If you need continuity across 60+ minutes, maintain a compact running summary / open-issues / commitments object and include that alongside the most recent transcript slice.
For live output, they use two channels:
- WebSocket for transcript updates.
- SSE for agent output.
The backend calls streamText, writes each delta as an SSE text event, and then sends a final done event with parsed sections like insights, talking points, and questions.
The UI shows the raw streamed text immediately, then swaps into structured cards/chips when the final parse arrives.

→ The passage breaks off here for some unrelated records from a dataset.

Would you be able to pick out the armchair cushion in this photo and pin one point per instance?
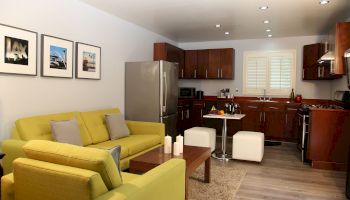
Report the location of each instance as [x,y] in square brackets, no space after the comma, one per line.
[92,159]
[35,179]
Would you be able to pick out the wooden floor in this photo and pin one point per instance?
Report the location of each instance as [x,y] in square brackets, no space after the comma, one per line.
[282,175]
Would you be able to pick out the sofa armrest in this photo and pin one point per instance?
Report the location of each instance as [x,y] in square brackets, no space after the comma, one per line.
[7,187]
[146,128]
[12,150]
[34,179]
[166,181]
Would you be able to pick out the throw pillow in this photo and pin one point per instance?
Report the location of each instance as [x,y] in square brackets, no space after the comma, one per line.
[66,131]
[116,126]
[115,152]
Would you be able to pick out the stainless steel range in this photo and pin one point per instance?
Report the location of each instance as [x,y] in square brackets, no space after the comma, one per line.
[303,125]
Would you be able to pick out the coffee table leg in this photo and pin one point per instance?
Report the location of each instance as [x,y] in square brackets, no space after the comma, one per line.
[186,186]
[207,171]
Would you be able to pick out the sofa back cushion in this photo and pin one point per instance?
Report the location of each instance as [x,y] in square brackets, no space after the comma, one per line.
[39,127]
[96,124]
[93,159]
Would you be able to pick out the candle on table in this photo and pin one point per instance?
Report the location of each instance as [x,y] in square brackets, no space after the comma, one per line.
[180,140]
[176,149]
[167,144]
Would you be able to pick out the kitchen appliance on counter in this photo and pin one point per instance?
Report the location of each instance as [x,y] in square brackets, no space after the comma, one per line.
[187,92]
[151,93]
[200,94]
[347,65]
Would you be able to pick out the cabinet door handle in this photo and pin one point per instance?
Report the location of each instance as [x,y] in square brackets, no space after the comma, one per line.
[260,116]
[303,73]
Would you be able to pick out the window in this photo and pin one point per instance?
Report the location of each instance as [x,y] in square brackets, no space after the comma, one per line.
[270,70]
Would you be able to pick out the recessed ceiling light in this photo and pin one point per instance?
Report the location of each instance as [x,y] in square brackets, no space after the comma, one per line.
[324,2]
[263,7]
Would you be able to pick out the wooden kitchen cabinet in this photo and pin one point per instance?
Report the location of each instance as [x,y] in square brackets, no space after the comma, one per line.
[273,120]
[339,41]
[253,116]
[329,138]
[227,63]
[171,53]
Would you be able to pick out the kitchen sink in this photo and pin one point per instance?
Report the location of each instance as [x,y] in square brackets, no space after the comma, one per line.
[258,100]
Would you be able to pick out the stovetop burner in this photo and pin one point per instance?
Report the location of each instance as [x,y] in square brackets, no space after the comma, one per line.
[305,108]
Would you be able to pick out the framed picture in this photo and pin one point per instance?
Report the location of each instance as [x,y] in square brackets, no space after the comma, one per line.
[88,61]
[18,51]
[56,57]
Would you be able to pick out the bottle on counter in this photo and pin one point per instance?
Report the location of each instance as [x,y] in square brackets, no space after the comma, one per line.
[291,97]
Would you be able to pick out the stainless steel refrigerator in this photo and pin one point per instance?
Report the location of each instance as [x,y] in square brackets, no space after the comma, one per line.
[151,92]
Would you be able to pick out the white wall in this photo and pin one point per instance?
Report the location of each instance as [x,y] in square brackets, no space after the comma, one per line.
[309,89]
[340,84]
[120,41]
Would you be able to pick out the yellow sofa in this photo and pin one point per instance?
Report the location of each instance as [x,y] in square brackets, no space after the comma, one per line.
[144,136]
[56,171]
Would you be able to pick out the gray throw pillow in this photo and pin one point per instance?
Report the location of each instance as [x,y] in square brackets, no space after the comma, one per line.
[116,126]
[66,131]
[115,152]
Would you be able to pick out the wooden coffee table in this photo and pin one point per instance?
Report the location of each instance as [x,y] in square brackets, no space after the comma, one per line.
[194,157]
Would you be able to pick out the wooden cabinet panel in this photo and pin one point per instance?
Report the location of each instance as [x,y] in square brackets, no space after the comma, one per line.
[342,43]
[190,64]
[202,63]
[168,52]
[274,120]
[214,64]
[328,147]
[227,63]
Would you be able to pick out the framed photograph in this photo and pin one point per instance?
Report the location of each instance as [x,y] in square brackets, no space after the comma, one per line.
[88,61]
[18,51]
[56,57]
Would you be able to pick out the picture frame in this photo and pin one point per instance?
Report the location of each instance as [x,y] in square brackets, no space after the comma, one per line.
[56,57]
[88,61]
[18,51]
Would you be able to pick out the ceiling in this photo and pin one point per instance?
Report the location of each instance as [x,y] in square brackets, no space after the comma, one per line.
[195,20]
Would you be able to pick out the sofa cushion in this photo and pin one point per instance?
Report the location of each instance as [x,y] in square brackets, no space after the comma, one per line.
[132,144]
[116,126]
[66,131]
[92,159]
[39,127]
[96,124]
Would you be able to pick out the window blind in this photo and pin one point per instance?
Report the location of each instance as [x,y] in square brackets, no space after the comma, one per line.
[273,71]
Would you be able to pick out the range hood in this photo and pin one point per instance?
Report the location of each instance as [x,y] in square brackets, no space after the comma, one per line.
[328,56]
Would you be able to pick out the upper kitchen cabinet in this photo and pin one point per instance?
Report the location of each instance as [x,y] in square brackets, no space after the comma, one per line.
[227,63]
[171,53]
[339,40]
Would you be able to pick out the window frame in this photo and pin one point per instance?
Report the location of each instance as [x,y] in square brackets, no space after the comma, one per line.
[267,54]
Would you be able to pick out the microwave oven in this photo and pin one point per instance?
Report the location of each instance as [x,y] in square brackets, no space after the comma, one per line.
[187,92]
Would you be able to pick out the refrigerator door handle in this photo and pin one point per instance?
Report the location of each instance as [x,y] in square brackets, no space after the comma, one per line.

The Micro team built quickly and kept iterating. Latency-wise, the biggest wins came from:
- using Recall’s low-latency streaming transcript mode
- not invoking the agent on every partial
- keeping prompts small with a rolling transcript window
- using a fast sub-agent model with tight
maxOutputTokens - streaming the model response instead of waiting for completion
- doing enrichment in parallel with a hard timeout, currently ~3s
- aborting stale in-flight intelligence requests when fresher transcript context arrives
For slower side tasks: enrichment is parallel and runs in the background.
They kick off attendee/contact lookup and vault search together, wait up to a short cap, and proceed with whatever came back.
If it misses the fast path, they don’t block the live assistant.